Nursing associates begin training at University of Derby

Students at the University of Derby have embarked on their studies to become Nursing Associates.

More than a hundred students began their training as nursing associates at the University of Derby this week – believed to be the biggest intake in the country.

Nurse associate training
Student Mohammed Javid, training at the University of Derby

The nursing associate role, which will require two years of training and involve hands-on care delivery, is intended to sit between those of healthcare assistants and registered nurses.

Union Unison has previously warned the role should not be 'nursing on the cheap'.

Chosen ones

The University of Derby was one of 11 sites chosen to train the first 1,000 cohort of nursing associates, with 110 students embarking on their training at the university.

Amy Buttery, who works as a care support worker at Ash Green Specialist Learning Disability Service in Chesterfield, is one of the new students at Derby.

‘This new role couldn’t have come at a better time for me,' she said. 'I’m an ambitious person so this is a chance for me to put into practice what I already know and gain even more skills. It means I can work, learn and earn all at the same time.’
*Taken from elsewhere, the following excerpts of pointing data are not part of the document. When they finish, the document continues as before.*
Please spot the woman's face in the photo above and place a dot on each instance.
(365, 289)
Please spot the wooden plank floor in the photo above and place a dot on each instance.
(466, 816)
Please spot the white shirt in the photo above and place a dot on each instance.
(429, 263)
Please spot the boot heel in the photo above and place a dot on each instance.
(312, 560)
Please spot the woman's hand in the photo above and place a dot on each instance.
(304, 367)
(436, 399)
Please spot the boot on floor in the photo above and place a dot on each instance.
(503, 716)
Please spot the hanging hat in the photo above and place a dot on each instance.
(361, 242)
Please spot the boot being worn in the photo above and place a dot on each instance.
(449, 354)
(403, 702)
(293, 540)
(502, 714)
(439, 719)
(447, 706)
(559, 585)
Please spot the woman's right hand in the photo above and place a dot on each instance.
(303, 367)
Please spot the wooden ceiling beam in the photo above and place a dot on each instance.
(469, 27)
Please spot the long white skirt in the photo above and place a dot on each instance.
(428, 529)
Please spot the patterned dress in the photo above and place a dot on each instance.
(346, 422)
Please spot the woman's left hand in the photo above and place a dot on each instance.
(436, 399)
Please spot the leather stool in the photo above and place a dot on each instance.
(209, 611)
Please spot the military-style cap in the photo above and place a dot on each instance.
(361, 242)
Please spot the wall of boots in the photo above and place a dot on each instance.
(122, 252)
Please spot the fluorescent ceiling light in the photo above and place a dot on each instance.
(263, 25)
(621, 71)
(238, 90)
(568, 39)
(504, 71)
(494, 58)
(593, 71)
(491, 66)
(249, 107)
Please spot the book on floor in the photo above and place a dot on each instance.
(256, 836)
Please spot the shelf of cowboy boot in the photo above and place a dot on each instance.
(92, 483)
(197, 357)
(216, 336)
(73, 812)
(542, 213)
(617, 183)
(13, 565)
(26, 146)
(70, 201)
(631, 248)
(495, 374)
The university is working with Chesterfield Royal Hospital, Derbyshire Community Health Services, Derbyshire Healthcare and Derby Teaching Hospitals, Nottingham University Hospitals NHS Trust, Sherwood Forest Hospitals NHS Trust, Nottinghamshire Healthcare NHS Foundation Trust, Primary and Social Care, to deliver the new programme, which is overseen by Health Education England (HEE).

Regulatory roles

A second wave of 1,000 nursing associates will be training across the country later this year. Last week, the Nursing and Midwifery Council agreed to regulate the new role following calls from health secretary Jeremy Hunt.

HEE senior nurse manage of policy Ruth Auton said: 'This is a historic point in nursing. The nursing associate is a new role that is going to impact positively on patient experience, as well as give people the opportunity to study and train to progress their own careers.’